As confirmation of January fare rises landed on Saturday, again zooming merrily ahead of inflation, the bottom line hove firmly back into view – not just for train operators, but punters footing the bill. Season ticket sales on South Western have plummeted – testament to changing working habits, but perhaps also to increased public reluctance to commit to a daily ride on a network which does not repay that trust.
The bitter words suggests this latest battle may not be resolved soon. But it is difficult to see how the RMT can win the war by demanding that nothing change in a world where everything else is rapidly doing so.
Mini-bonds can mean maxi losses. The FCA must get tough
Financial regulators are often criticised for closing doors long after investors’ money has bolted.
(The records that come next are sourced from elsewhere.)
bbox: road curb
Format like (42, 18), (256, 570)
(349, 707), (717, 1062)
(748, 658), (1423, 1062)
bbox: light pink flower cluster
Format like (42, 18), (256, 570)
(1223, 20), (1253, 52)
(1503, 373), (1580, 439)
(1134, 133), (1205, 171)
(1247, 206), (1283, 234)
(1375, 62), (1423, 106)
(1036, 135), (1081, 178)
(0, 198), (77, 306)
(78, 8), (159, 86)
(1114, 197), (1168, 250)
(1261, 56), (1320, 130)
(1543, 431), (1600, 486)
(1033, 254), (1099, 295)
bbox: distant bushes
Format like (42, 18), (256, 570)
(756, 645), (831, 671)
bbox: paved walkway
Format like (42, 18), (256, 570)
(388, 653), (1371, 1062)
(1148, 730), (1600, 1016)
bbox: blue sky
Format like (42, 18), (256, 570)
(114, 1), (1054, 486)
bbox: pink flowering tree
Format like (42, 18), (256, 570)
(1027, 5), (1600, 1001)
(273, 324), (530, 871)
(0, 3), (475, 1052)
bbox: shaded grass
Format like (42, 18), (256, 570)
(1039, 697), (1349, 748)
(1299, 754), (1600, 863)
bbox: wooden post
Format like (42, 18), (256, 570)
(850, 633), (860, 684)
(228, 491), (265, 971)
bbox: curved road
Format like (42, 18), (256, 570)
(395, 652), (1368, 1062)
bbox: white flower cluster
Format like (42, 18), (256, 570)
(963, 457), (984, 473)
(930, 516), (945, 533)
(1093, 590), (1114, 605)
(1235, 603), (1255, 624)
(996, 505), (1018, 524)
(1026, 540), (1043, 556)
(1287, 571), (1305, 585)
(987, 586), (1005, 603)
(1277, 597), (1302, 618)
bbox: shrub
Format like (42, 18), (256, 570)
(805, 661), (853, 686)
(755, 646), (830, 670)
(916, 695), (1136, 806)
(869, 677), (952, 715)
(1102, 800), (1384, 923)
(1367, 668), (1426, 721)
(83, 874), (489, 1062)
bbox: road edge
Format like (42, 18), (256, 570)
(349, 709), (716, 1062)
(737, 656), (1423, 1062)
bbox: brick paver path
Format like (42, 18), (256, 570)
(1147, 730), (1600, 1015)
But in the case of the ban on mini-bond sales imposed by the Financial Conduct Authority last week, it really is a case of too little, too late.
It is now eight months since it emerged that more than 11,000 investors might have lost up to 80% of their money in a £236m bond failure at London Capital & Finance. Since then more mini-bonds have been sold to a gullible public, and more money will be lost.
The problem is that mini-bonds are too damn seductive. Promotional literature for these products is littered with phrases such as “Isa-able” and “guaranteed”, giving the impression that the money is safe, and that if it can go into an Isa, it must have the stamp of approval from the government.
No such approval exists, and there is no financial compensation scheme to pick up the pieces when these highly speculative investments collapse, which they do with unnerving frequency.
As long ago as September 2015, the Observer’s sister paper, the Guardian, warned its readers: “If you see something promoted as a ‘mini-bond’, bin it!”. It was evident even then that the overenthusiastic promises and, in some cases, bogus “security” guarantees were ensnaring small investors and leading to hefty losses.
Even today the “ban” is not quite as it seems. The FCA, despite facing a serious rebuke from an independent investigator for its handling of LC&F, has been excessively timid in its response. Each mini-bond will be assessed on a case-by-case basis. The outright ban will apply only to more complex mini-bonds (those investing in properties or other companies), and not to bonds used to raise money for the investment company’s own activities.
The inevitable result is that mini-bonds will continue to offer unlikely interest rates – and to appear at the top of internet searches for high returns on savings.